CAAF will hear oral argument in United States v. Passut, No. 13-0518/AF (CAAFlog case page), on Tuesday, October 8, 2013. The case presents a single, simple issue:

Whether a statement made to an AAFES employee for the purpose of cashing a worthless check satisfies the “official” element of a false official statement.

Last term, in the twin Article 107 cases of United States v. Spicer, No. 12-0414/AR (CAAFlog case page), and United States v. Capel, No 12-0320/AF (CAAFlog case page), every judge except Judge Stucky joined Chief Judge Baker in opinions that essentially prohibit Article 107 prosecutions for false statements made to civil authorities investigating civil offenses. In Spicer, Chief Judge Baker explained that a statement may be “official” within the meaning of Article 107 in only three ways:

[1] The speaker may make a false official statement “in the line of duty” or to civilian law enforcement officials if the statement bears a “clear and direct relationship” to the speaker’s official duties.

[2] Alternatively, a statement may be official if the hearer is a military member “ ‘carrying out a military duty’ at the time the statement is made.”

[3] Finally, the statements at issue may be official if the hearer is a civilian who is performing a military function at the time the speaker makes the statement. The application of Article 107, UCMJ, here hinges on a critical temporal distinction: the hearer must be performing a military function at the time the statement is made, and not afterwards as a result of the statement. A statement made to a civilian law enforcement official acting in a civilian capacity cannot be said to pervert a military function until the law enforcement officer invokes, involves, or transfers the matter to military authorities.

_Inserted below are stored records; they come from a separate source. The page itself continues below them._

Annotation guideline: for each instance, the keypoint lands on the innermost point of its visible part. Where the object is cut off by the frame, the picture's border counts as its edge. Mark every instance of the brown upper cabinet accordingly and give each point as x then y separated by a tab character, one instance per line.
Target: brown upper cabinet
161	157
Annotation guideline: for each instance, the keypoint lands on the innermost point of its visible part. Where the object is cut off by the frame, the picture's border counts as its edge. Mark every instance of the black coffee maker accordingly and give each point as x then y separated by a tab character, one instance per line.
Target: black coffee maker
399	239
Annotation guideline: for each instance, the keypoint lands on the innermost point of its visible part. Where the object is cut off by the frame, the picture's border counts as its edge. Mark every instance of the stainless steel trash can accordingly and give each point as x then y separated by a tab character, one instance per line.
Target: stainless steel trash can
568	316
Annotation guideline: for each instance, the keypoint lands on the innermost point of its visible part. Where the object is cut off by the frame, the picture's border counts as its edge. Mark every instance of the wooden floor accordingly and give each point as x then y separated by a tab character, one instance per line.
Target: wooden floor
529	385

Spicer, 71 M.J. at 474-75 (citations removed) (formatting added). Appellant Passut pleaded guilty to numerous offenses at a general court-martial, and was sentenced to confinement for 10 months, reduction to E-1, and a bad-conduct discharge. Relevant to this appeal are five specifications of making false official statements in violation of Article 107, in connection with Appellant’s check-cashing activities at the base exchange.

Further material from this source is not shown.